Page MenuHomePhabricator

Weird harvest of by_(be-tarask)
Closed, ResolvedPublic

Description

  1. It looks like the harvesting bot only accesses the two pages in this category: monuments in Minsk, and ignores all the rest (all the pages within these subcategories for the different administrative units ). The statistics show only 2 source pages are used.
  2. rajon and oblast-iso in monuments_by_(be-tarask) are always empty, so the coverage of adm1 is at 0.0% according to the stats as well.

Event Timeline

Looks like we've set the harvester to only do namespace 4 (Wikipedia).
Based on this and this the lists were moved to the main namespace in January. (All except the Minsk ones).

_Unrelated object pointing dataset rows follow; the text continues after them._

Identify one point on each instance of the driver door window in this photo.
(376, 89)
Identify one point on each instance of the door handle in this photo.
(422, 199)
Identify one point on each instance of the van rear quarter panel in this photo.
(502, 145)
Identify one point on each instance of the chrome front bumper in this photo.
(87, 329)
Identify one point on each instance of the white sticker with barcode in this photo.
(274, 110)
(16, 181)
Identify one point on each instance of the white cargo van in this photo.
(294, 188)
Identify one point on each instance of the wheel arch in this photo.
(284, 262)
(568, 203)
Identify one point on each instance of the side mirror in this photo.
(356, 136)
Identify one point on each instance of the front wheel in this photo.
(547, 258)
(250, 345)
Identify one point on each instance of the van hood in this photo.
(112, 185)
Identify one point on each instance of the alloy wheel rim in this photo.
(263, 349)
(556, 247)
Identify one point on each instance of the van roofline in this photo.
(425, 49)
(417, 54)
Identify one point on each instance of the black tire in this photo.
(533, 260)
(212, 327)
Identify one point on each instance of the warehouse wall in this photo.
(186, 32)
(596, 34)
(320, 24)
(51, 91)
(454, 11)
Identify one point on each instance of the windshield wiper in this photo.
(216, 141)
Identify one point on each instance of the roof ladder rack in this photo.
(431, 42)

Change 373053 had a related patch set uploaded (by Lokal Profil; owner: Lokal Profil):
[labs/tools/heritage@master] Allow by_be-tarask lists to be in the main namespace

https://gerrit.wikimedia.org/r/373053

Taking a look at the templates it doesn't look as though rajon or oblast-iso were ever there and oblast-iso is mapped to "vobłaść-iso" which is in a different alphabet so I'm guessing it's a copy-paste error. removing them

This is really weird because you'd assume these two parameters would have come from the header template (Вікі любіць славутасьці/Вяршыня сьпісу), but I did not find a single instance where the header template is used with any parameters, or any trace of them in the history... Meaning they were never supported. In which case, it's really unclear where the rajon and vobłaść-iso even came from in the first place.

Change 373053 merged by jenkins-bot:
[labs/tools/heritage@master] Allow by_be-tarask lists to be in the main namespace

https://gerrit.wikimedia.org/r/373053

Mentioned in SAL (#wikimedia-cloud) [2017-08-22T12:16:21Z] <Lokal_Profil> Deploy latest from Git master: 166f01d, 1d33262, 7177386 (T173717)

Lets wait for a new harvest and if that looks ok then this can be closed.

125 source pages now harvested

Looks like the administrative columns oblast-iso / rajon have been removed, leaving the table without any sort of administrative field whatsoever.

Another issue is the coordinates column, containing templated values like {{Каардынаты|54|06|51.83|паўночнае|25|34|50.12|усходняе|region:BY|выяўленьне=тэкст}} (or in another format, {{каардынаты|52.208333343333|25.556944454444|выяўленьне=тэкст}}) that have not been translated to lat / lon columns. In fact it looks those two are always empty.

Probably worth pinging someone who works to the actual lists to figure this one out

Another issue is the coordinates column, containing templated values like {{Каардынаты|54|06|51.83|паўночнае|25|34|50.12|усходняе|region:BY|выяўленьне=тэкст}} (or in another format, {{каардынаты|52.208333343333|25.556944454444|выяўленьне=тэкст}}) that have not been translated to lat / lon columns. In fact it looks those two are always empty.

Its the same situation for the Philippines. I added a patch (not merged yet) to at least harvest these templates to the local table and to drop the unused lat/lin tables.